2.) Grilled Herbed Tofu with Avocado Cream
Food Network’s tofu recipe is a great addition to a dinner party.
- 1 ½ (12-oz) container extra-firm tofu, drained and patted dry
- 2 tbsp. extra-virgin olive oil
- 1 tbsp. herbes de Provence
- 3/4 tsp. kosher salt
- 1/4 tsp. freshly ground black pepper
- 1 (6-oz) ripe Haas avocado, peeled and pitted
- 1/2 packed cup fresh flat-leaf parsley leaves
- 1/2 cup vegetable broth
- 1/3 cup extra-virgin olive oil
- 1 tbsp. fresh lime juice (about 1 large lime)
- 1 clove garlic, peeled and smashed
- 1 large lime, zested
- Salt and freshly ground black pepper
- Place a nonstick grill pan over medium-high heat or preheat a gas or charcoal grill. (If not using a nonstick grill pan, oil the grill lightly before cooking the tofu to prevent sticking.)
- Cut the tofu in half diagonally to make 2 large triangles.
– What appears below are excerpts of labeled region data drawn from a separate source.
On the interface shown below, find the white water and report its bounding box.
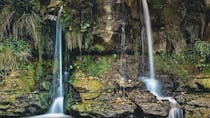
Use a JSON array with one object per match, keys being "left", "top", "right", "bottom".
[
  {"left": 140, "top": 0, "right": 183, "bottom": 118},
  {"left": 142, "top": 0, "right": 155, "bottom": 79},
  {"left": 49, "top": 8, "right": 64, "bottom": 113},
  {"left": 30, "top": 7, "right": 72, "bottom": 118}
]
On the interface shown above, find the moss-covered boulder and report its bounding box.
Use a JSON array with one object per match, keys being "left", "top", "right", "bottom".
[
  {"left": 176, "top": 93, "right": 210, "bottom": 118},
  {"left": 72, "top": 77, "right": 103, "bottom": 100},
  {"left": 187, "top": 74, "right": 210, "bottom": 91}
]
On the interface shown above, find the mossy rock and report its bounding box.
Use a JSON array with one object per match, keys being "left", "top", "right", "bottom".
[
  {"left": 72, "top": 100, "right": 108, "bottom": 113},
  {"left": 72, "top": 77, "right": 104, "bottom": 100},
  {"left": 72, "top": 77, "right": 103, "bottom": 92},
  {"left": 188, "top": 78, "right": 210, "bottom": 90},
  {"left": 2, "top": 71, "right": 35, "bottom": 92}
]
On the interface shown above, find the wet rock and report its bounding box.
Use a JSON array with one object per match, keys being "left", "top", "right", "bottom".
[
  {"left": 0, "top": 91, "right": 49, "bottom": 117},
  {"left": 128, "top": 90, "right": 170, "bottom": 117},
  {"left": 186, "top": 75, "right": 210, "bottom": 92},
  {"left": 72, "top": 95, "right": 139, "bottom": 118},
  {"left": 176, "top": 93, "right": 210, "bottom": 118},
  {"left": 72, "top": 77, "right": 103, "bottom": 100}
]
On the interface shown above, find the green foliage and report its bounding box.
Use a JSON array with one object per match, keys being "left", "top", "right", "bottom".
[
  {"left": 11, "top": 0, "right": 40, "bottom": 15},
  {"left": 194, "top": 41, "right": 210, "bottom": 70},
  {"left": 89, "top": 44, "right": 105, "bottom": 52},
  {"left": 3, "top": 37, "right": 31, "bottom": 61},
  {"left": 74, "top": 55, "right": 116, "bottom": 76},
  {"left": 61, "top": 0, "right": 94, "bottom": 51},
  {"left": 155, "top": 53, "right": 190, "bottom": 78},
  {"left": 0, "top": 37, "right": 31, "bottom": 78}
]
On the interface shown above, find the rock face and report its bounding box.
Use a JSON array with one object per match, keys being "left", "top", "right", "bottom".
[
  {"left": 96, "top": 0, "right": 126, "bottom": 43},
  {"left": 176, "top": 93, "right": 210, "bottom": 118},
  {"left": 68, "top": 58, "right": 170, "bottom": 118},
  {"left": 128, "top": 90, "right": 170, "bottom": 117}
]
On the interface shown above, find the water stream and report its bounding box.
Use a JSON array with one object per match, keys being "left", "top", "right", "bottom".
[
  {"left": 140, "top": 0, "right": 183, "bottom": 118},
  {"left": 49, "top": 8, "right": 64, "bottom": 113},
  {"left": 31, "top": 7, "right": 72, "bottom": 118}
]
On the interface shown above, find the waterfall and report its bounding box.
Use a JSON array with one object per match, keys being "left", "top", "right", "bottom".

- Cut each large triangle in half to make 4 smaller triangles.
- Cut through each triangle horizontally to make 8 triangles.
- Brush on each side with olive oil.
- Season with the herbs de Provence,salt and pepper.
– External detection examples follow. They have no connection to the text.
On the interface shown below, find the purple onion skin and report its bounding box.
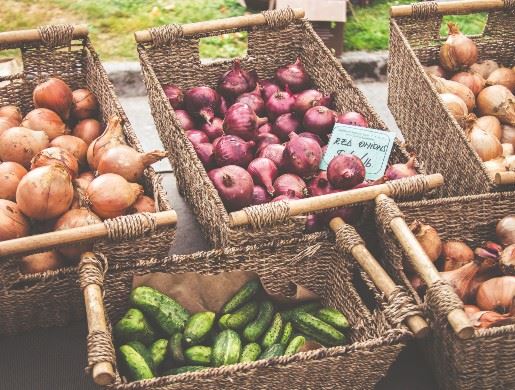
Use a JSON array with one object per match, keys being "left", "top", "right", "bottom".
[
  {"left": 327, "top": 153, "right": 365, "bottom": 190},
  {"left": 208, "top": 165, "right": 254, "bottom": 211}
]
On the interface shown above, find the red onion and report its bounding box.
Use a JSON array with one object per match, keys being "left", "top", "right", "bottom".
[
  {"left": 272, "top": 112, "right": 301, "bottom": 141},
  {"left": 384, "top": 156, "right": 417, "bottom": 180},
  {"left": 163, "top": 84, "right": 184, "bottom": 109},
  {"left": 224, "top": 103, "right": 268, "bottom": 141},
  {"left": 284, "top": 133, "right": 322, "bottom": 177},
  {"left": 275, "top": 58, "right": 310, "bottom": 92},
  {"left": 302, "top": 106, "right": 336, "bottom": 135},
  {"left": 184, "top": 87, "right": 220, "bottom": 122},
  {"left": 336, "top": 111, "right": 368, "bottom": 127},
  {"left": 274, "top": 173, "right": 307, "bottom": 199},
  {"left": 252, "top": 185, "right": 272, "bottom": 205},
  {"left": 293, "top": 89, "right": 332, "bottom": 114},
  {"left": 327, "top": 153, "right": 365, "bottom": 190},
  {"left": 208, "top": 165, "right": 254, "bottom": 211},
  {"left": 247, "top": 157, "right": 278, "bottom": 195},
  {"left": 214, "top": 135, "right": 254, "bottom": 168}
]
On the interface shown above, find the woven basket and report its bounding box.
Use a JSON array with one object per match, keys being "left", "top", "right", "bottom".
[
  {"left": 377, "top": 193, "right": 515, "bottom": 390},
  {"left": 136, "top": 8, "right": 424, "bottom": 247},
  {"left": 388, "top": 0, "right": 515, "bottom": 197},
  {"left": 0, "top": 25, "right": 175, "bottom": 334},
  {"left": 81, "top": 234, "right": 420, "bottom": 390}
]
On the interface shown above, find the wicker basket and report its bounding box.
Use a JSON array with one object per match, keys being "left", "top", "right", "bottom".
[
  {"left": 81, "top": 232, "right": 420, "bottom": 390},
  {"left": 136, "top": 8, "right": 426, "bottom": 247},
  {"left": 0, "top": 26, "right": 175, "bottom": 334},
  {"left": 377, "top": 193, "right": 515, "bottom": 390},
  {"left": 388, "top": 0, "right": 515, "bottom": 196}
]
- Grill the tofu until light golden, 2 minutes on each side.
- Transfer to a platter.
- In a food processor, blend the avocado, parsley, broth, olive oil, lime juice, garlic and lime zest until smooth.
- Season with salt and pepper.
- Spoon the cream over the tofu and serve.
1.) Chunky Polenta Fries
Who needs boring everyday potato fries when you can have polenta fires? Tastes fantastic served with a selection of dips.
- 10oz pre-cooked polenta
- For this recipe you need a block of polenta ready to be sliced. This can be done by following our recipe on how to cook polenta, or simply by cooking some instant polenta, pouring it into a square container and letting it cool down completelyuntil it solidifies.
- Preheat the oven to 220°C (430°F).
- Slice the block of polenta and then cut the slices into chunky fries-sized pieces, roughly 1cm (or half an inch) thick.
- Place the fries onto a baking tray lined with greaseproof paper, place the tray into the oven and bake the fries for 15 minutes.
- Once the time has elapsed, flip the fries bottom side up and bake for another 15 minutes to complete the recipe.